Их прошлое выставлено в витрине этого магазина, но купить его невозможно.
— Я думаю, — говорит Бен, — мы что-то делаем не так. Нужно избавиться от ностальгии, если мы хотим достичь своей цели.
«Но ведь прошлое — это все, что у меня есть, — думает Флоренс. — Все, что у меня когда-то было».
— Ты прав, — отвечает она.
Позже, когда мимо окон такси проносятся новые серебристые здания, она спрашивает:
— А мы приехали сюда, чтобы достичь чего-то? Именно поэтому мы приехали сюда?
— Я не знаю, зачем мы сюда приехали, — отвечает Бен. Все, что он знал, до того, как уехал, было заменено рисунком, фотографией, лозунгом.
«Мы потеряны», — думает Флоренс.
Этот вечер Бен проводит в барах. Это места, куда приходят выпить его друзья художники, в одном из баров меню написано прямо на стене. Сейчас он у Сэма в Вест-Сайде. Сэм — поэт, и… бармен. У него болят ноги оттого, что он всю ночь проводит за стойкой, и он носит тапочки на войлочной подошве. Бен сидит на стуле, который слишком высок и слишком изящен для того, чтобы быть удобным.
— Посмотри, они опять начали пить, — говорит Сэм, протягивая Бену четвертый бурбон.

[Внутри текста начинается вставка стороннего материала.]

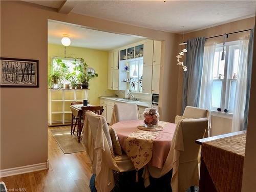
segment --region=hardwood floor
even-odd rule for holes
[[[91,174],[86,152],[64,154],[49,131],[65,128],[48,127],[49,169],[1,178],[10,191],[90,191]]]

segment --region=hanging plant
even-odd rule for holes
[[[184,53],[186,53],[186,52],[187,52],[187,49],[184,49],[182,50],[182,51],[179,54],[179,55],[178,55],[176,56],[176,57],[178,58],[178,59],[177,60],[178,61],[177,65],[182,66],[182,69],[183,69],[184,71],[187,71],[187,66],[184,66],[184,64],[183,64],[183,62],[181,62],[180,61],[180,59],[181,59],[181,58],[182,57],[182,56],[184,55]]]
[[[137,82],[134,78],[133,78],[133,77],[130,77],[129,79],[128,79],[128,82],[129,82],[130,85],[132,87],[132,88],[135,89],[135,86]]]

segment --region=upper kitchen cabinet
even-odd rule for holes
[[[159,93],[160,65],[153,65],[152,70],[152,93]]]
[[[161,41],[150,39],[110,51],[108,89],[158,93],[161,53]]]
[[[154,41],[151,40],[144,44],[143,66],[152,66],[153,61]]]
[[[113,53],[113,68],[114,69],[118,69],[118,51],[115,51]]]
[[[161,64],[161,48],[162,42],[158,40],[154,41],[153,65]]]
[[[113,73],[113,90],[121,90],[119,89],[119,70],[114,69]]]
[[[108,89],[109,90],[113,90],[113,70],[109,70],[109,73],[108,74]]]
[[[109,70],[113,69],[114,66],[114,52],[109,52]]]

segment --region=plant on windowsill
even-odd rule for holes
[[[72,89],[75,89],[76,87],[77,87],[77,89],[79,89],[77,83],[77,78],[76,76],[76,73],[75,71],[67,75],[66,79],[70,82]]]
[[[59,89],[60,84],[64,80],[67,71],[67,67],[61,59],[56,59],[57,65],[52,66],[50,74],[48,75],[48,87],[50,89]]]
[[[74,62],[76,62],[76,59]],[[93,74],[91,71],[88,72],[88,65],[82,58],[80,59],[76,63],[75,69],[79,71],[77,79],[78,82],[81,84],[82,89],[88,89],[90,80],[98,76],[98,73],[96,72]]]

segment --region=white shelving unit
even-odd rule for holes
[[[73,94],[71,92],[73,92]],[[81,93],[80,94],[79,93]],[[72,98],[71,98],[72,97]],[[82,101],[88,98],[88,89],[49,89],[49,124],[70,124],[71,117],[67,118],[66,114],[71,114],[69,105],[72,102]],[[55,108],[54,108],[55,106]],[[58,108],[58,111],[53,109]],[[61,114],[61,120],[53,121],[53,115]]]

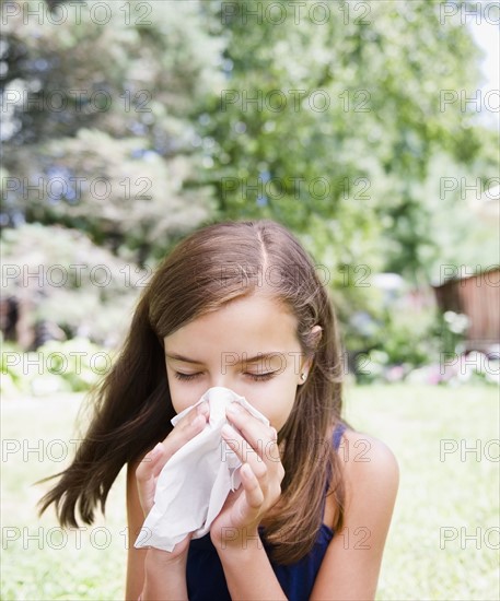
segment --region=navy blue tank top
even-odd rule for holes
[[[339,424],[334,432],[334,446],[338,449],[346,429]],[[326,491],[325,491],[326,493]],[[259,527],[261,531],[261,527]],[[332,528],[322,523],[313,549],[299,562],[280,565],[270,561],[276,577],[289,601],[307,601],[313,590],[314,580],[322,565],[326,549],[334,537]],[[263,540],[266,552],[269,546]],[[268,553],[269,554],[269,553]],[[210,532],[189,544],[186,569],[187,593],[189,601],[231,601],[225,584],[224,571],[216,547],[210,540]]]

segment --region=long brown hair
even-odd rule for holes
[[[341,357],[327,290],[311,258],[282,225],[232,221],[206,225],[184,238],[159,266],[142,293],[120,355],[95,391],[94,416],[68,469],[39,502],[55,504],[62,526],[78,527],[104,512],[109,488],[125,463],[139,461],[172,431],[175,415],[163,338],[224,303],[266,287],[298,320],[302,352],[313,360],[279,432],[286,471],[278,503],[265,519],[265,537],[281,564],[313,546],[328,479],[342,526],[345,488],[332,428],[341,422]],[[311,333],[322,328],[319,342]]]

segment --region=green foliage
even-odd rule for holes
[[[484,537],[497,523],[499,510],[498,463],[488,461],[486,453],[486,443],[498,438],[497,390],[373,385],[348,388],[345,394],[352,425],[383,440],[399,463],[399,491],[376,599],[493,601],[498,586],[495,531],[489,531],[489,546]],[[100,531],[95,527],[68,529],[66,544],[60,544],[62,535],[54,511],[42,519],[35,512],[36,502],[53,482],[43,486],[33,483],[69,463],[74,449],[70,440],[78,438],[73,424],[80,406],[80,396],[2,403],[4,441],[25,440],[32,449],[42,448],[42,459],[33,450],[3,458],[1,588],[5,601],[124,598],[128,534],[125,471],[111,491],[106,521],[95,525]],[[479,438],[480,462],[472,451],[463,459],[460,449],[444,461],[440,457],[444,440],[470,449]],[[489,447],[490,457],[495,449],[495,445]],[[361,456],[364,447],[349,451]],[[65,461],[58,462],[61,455]],[[37,539],[39,528],[43,532]],[[457,538],[441,544],[442,528],[456,529]],[[472,537],[480,529],[480,549],[476,549],[476,540],[461,538],[461,528]],[[19,538],[9,540],[8,533]],[[359,541],[350,532],[349,542]],[[128,538],[128,544],[131,542]],[[477,577],[470,578],[470,574]]]
[[[24,305],[28,322],[57,323],[68,337],[115,346],[125,334],[151,268],[114,256],[78,229],[25,224],[4,229],[2,293]]]
[[[49,4],[56,17],[65,9]],[[74,239],[85,252],[97,252],[80,241],[90,239],[109,251],[104,264],[133,271],[201,224],[275,219],[325,266],[347,346],[389,333],[387,356],[419,364],[425,341],[408,358],[400,332],[419,340],[427,326],[393,325],[380,291],[358,279],[388,271],[421,287],[443,264],[497,260],[493,220],[462,181],[497,176],[498,133],[469,106],[441,103],[443,91],[470,96],[481,83],[461,20],[443,22],[427,0],[325,3],[326,22],[284,0],[117,0],[98,25],[98,4],[83,3],[80,20],[74,8],[62,21],[8,20],[4,93],[21,99],[4,115],[2,223],[62,224],[86,235]],[[36,13],[40,2],[24,5]],[[458,186],[443,195],[443,178]],[[104,343],[123,321],[112,310],[119,281],[86,282],[78,302],[50,291],[37,318]],[[359,332],[357,314],[379,333]]]
[[[3,343],[0,392],[46,397],[88,391],[109,370],[112,362],[113,353],[83,338],[51,340],[27,353]]]

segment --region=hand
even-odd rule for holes
[[[258,525],[281,495],[284,478],[276,429],[237,403],[229,405],[226,415],[235,427],[225,425],[222,437],[243,466],[240,470],[242,485],[229,494],[210,528],[213,544],[224,547],[257,537]]]
[[[137,490],[142,511],[146,516],[154,504],[156,482],[168,459],[186,443],[199,434],[207,425],[210,410],[207,402],[191,409],[172,429],[168,436],[149,451],[136,470]],[[190,537],[175,545],[171,553],[154,550],[156,554],[164,553],[170,557],[184,553],[189,546]],[[151,550],[150,550],[151,551]]]

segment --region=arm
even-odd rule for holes
[[[218,547],[231,599],[287,601],[258,533],[234,542]]]
[[[356,432],[345,434],[339,453],[346,479],[345,525],[328,545],[311,600],[374,599],[398,466],[383,443]]]

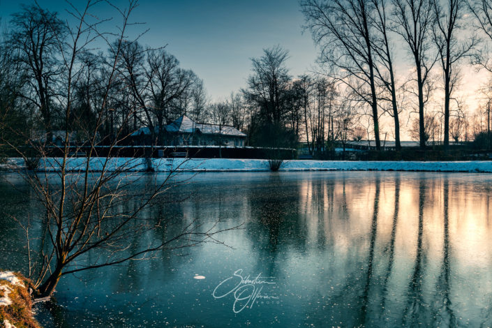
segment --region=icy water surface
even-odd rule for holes
[[[7,214],[40,209],[20,179],[9,181],[0,182],[0,268],[20,269],[22,230]],[[231,248],[65,276],[37,318],[46,327],[490,327],[491,183],[463,173],[201,174],[161,214],[244,223],[220,237]]]

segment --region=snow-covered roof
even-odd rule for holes
[[[155,133],[158,131],[158,127],[154,128]],[[217,124],[209,124],[204,123],[195,123],[195,121],[183,115],[170,124],[165,126],[165,130],[170,133],[195,133],[229,135],[231,137],[246,137],[246,135],[239,131],[237,128],[230,126],[219,126]],[[140,128],[131,134],[133,136],[140,135],[141,134],[149,135],[150,129],[148,127]]]

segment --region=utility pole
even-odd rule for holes
[[[491,100],[487,103],[487,135],[491,133]]]

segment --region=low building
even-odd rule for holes
[[[186,115],[164,126],[166,146],[234,146],[244,147],[246,135],[230,126],[196,123]],[[154,128],[157,139],[159,127]],[[135,144],[151,144],[152,136],[148,127],[140,128],[131,134]]]

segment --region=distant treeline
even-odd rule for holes
[[[447,151],[450,138],[490,148],[492,89],[484,86],[486,101],[474,114],[456,90],[463,67],[492,71],[492,4],[300,3],[304,28],[320,50],[319,72],[292,76],[288,52],[265,48],[251,59],[246,87],[221,101],[211,101],[203,80],[164,46],[100,31],[96,17],[83,17],[86,28],[77,30],[49,8],[24,6],[0,36],[2,147],[49,144],[55,131],[66,131],[70,144],[118,144],[142,127],[149,128],[153,144],[163,145],[165,124],[186,114],[233,126],[247,133],[248,146],[297,147],[302,142],[318,156],[350,140],[373,139],[378,149],[385,140],[395,140],[399,149],[401,127],[422,149],[442,141]],[[85,15],[69,13],[79,20]],[[101,36],[106,48],[91,50],[91,40]],[[394,51],[401,45],[408,76],[397,73]]]

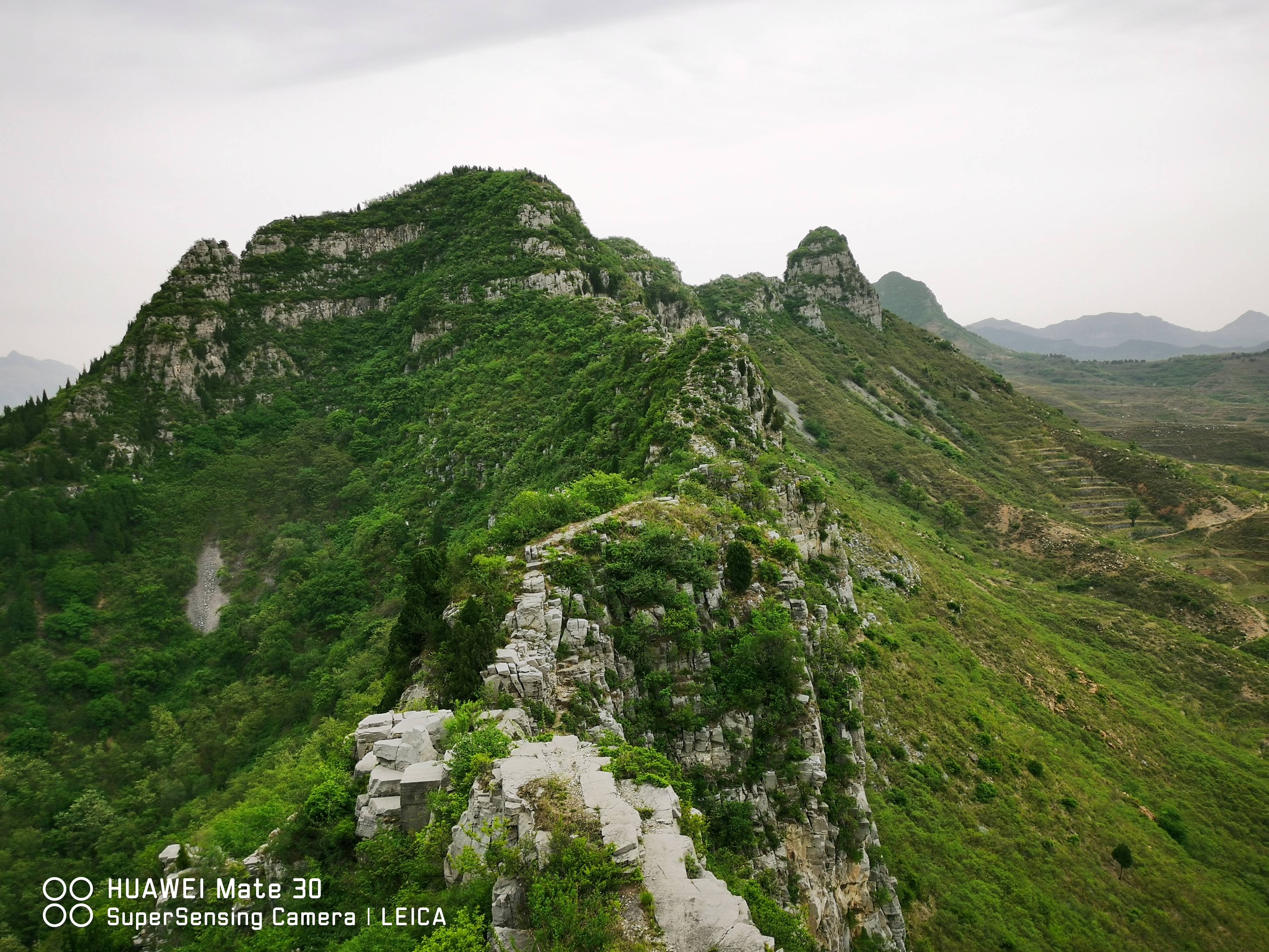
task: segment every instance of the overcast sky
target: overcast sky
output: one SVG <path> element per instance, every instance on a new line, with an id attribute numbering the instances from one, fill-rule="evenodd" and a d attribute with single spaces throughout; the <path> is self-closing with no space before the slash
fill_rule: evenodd
<path id="1" fill-rule="evenodd" d="M 807 230 L 963 324 L 1269 311 L 1269 4 L 5 0 L 0 353 L 198 237 L 530 168 L 689 282 Z"/>

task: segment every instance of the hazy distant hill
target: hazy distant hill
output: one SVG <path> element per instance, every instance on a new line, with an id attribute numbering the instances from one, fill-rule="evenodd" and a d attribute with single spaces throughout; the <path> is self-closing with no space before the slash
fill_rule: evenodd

Он имеет в виду посетителей, но Бен отодвигает стакан от края стойки. Он желает сливовицы, но у Голди этого нет. Он вспоминает Рим, ему хочется попробовать ликер из артишоков и укропа, удивительный на вкус, хочется малины, шнапса со вкусом маленьких желтых слив.
— Ну? — спрашивает Сэм. Он проявляет такое сочувствие, что Бену кажется, что все его проблемы не столь уж велики. На нем старое пальто, шея замотана шарфом. Сэм считает Бена элегантным. Ему тоже хотелось бы обладать такими аристократическими манерами; ему хотелось бы знать, как этого можно достичь. Сэм честен и правилен, и всегда остается молодым.
— Я никогда не видел тебя здесь так поздно, — говорит Сэм.
— Сюда противно добираться, — говорит Бен. Он знает, что такое шторм и наводнение, грязевой поток и землетрясение, но ядовитые испарения на улицах зимой все еще пугают его.
— Тебе нужно привыкнуть к подземке, — говорит ему Сэм.
— Никогда, — возражает ему Бен. — Жизнь слишком коротка.
Сэм подходит к нему через несколько минут.
— Пойдем, — говорит он. — Будет лучше, если ты расскажешь о своих проблемах.